Ces différents travaux montrent que des solutions et des innovations voient effectivement le jour dans les villes, par un processus de coproduction entre les autorités locales, le secteur privé et la société civile.
En outre, la généralisation des projets et initiatives prometteurs dans les politiques publiques exige un cadre d’action complet plus large, des directives et une vision pour aider les autorités publiques. Pour l’instant, il manque encore un chaînon entre les initiatives locales et l’agenda mondial. Des programmes et cadres politiques locaux, exploitables et adoptés par les dirigeants et les gestionnaires des villes, sont nécessaires. Positionner les ODD dans, pour et avec les villes à travers des Agendas 2030 locaux pourrait constituer une piste d’action. Comme les Agendas 21 locaux, les Agendas 2030 locaux pourraient s’appuyer sur la vision et le cadre politique des programmes définis à l’échelon global pour rassembler les parties prenantes et assurer l’appropriation au niveau local. Un pas supplémentaire vers la réussite de ces Agendas 2030 locaux consiste désormais à assurer des ressources financières, institutionnelles et humaines pour leur mise en œuvre effective.
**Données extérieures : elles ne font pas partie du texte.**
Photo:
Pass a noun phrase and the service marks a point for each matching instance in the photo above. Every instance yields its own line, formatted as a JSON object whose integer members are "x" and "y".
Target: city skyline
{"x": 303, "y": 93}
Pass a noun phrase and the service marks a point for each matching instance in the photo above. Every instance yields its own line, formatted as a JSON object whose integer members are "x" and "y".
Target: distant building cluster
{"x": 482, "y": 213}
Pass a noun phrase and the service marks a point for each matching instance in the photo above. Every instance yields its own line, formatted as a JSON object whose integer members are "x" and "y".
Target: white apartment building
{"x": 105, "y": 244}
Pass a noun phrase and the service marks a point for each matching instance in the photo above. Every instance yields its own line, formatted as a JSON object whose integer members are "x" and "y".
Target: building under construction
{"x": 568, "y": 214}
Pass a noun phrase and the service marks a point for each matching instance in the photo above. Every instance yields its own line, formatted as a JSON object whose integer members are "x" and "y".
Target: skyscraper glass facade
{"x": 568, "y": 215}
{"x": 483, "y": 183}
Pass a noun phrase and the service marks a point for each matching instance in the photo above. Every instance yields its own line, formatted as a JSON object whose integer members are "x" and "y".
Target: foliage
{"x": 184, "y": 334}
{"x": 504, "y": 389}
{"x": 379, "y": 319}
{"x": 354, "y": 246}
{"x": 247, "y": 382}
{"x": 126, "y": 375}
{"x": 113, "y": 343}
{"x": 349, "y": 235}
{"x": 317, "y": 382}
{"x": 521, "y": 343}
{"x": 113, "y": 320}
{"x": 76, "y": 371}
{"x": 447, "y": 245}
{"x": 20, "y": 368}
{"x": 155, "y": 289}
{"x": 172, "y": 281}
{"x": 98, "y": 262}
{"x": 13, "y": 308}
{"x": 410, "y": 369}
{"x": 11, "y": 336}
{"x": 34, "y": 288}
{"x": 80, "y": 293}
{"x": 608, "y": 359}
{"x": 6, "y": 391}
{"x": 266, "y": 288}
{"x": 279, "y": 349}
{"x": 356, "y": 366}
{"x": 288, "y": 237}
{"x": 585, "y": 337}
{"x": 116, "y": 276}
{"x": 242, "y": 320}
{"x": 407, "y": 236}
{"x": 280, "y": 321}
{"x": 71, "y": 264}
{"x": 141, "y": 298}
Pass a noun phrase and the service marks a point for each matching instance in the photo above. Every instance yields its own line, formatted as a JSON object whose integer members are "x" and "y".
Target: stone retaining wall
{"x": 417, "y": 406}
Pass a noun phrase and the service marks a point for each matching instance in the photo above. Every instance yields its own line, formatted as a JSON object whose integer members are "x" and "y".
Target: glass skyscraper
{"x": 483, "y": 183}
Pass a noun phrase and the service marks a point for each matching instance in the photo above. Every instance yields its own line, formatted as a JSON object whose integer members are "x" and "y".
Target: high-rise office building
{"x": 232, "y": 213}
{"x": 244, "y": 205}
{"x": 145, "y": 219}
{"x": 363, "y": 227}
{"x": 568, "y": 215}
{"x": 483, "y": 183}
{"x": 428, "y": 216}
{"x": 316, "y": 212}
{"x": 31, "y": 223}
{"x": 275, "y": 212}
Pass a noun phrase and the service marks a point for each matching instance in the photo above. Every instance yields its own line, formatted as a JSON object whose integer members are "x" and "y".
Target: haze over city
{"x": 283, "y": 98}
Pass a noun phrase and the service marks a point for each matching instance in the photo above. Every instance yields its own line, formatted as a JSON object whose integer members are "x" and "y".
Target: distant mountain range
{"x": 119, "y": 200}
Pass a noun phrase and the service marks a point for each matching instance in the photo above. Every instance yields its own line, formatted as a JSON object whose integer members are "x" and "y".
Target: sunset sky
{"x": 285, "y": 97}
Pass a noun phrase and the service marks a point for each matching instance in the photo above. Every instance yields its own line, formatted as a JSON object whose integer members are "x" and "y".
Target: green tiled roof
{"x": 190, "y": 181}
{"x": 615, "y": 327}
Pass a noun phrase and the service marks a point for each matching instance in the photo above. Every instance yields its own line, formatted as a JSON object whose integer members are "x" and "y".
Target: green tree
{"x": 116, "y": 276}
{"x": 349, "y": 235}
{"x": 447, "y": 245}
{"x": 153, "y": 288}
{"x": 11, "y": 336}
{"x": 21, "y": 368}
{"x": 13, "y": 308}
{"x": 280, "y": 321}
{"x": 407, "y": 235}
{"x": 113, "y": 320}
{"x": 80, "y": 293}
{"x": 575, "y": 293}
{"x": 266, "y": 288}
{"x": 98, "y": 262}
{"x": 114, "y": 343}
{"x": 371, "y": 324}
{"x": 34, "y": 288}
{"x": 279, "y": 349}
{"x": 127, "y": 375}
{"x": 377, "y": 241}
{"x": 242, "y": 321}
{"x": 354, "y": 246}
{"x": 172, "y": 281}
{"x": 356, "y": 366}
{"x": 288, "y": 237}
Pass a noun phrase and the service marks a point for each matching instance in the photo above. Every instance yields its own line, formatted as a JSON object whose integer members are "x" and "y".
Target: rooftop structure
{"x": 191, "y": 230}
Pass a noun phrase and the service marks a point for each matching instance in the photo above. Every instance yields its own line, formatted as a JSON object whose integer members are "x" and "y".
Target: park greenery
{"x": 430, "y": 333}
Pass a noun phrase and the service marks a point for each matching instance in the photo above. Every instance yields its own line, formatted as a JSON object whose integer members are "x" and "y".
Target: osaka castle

Les États, qui vont négocieront le Nouvel Agenda urbain, devront mettre en place une gouvernance et des partenariats multi-niveaux appropriés et créer des environnements favorables à l’émergence, la diffusion et la capitalisation sur ces expériences.
Le succès de la conférence Habitat III ne dépend donc pas tant de l’adoption d’un Nouvel Agenda urbain consensuel et d’une vision des villes durables, mais plutôt de la mobilisation de moyens et d’acteurs ainsi que de la volonté de tester des solutions pratiques dans les villes pour un développement urbain durable.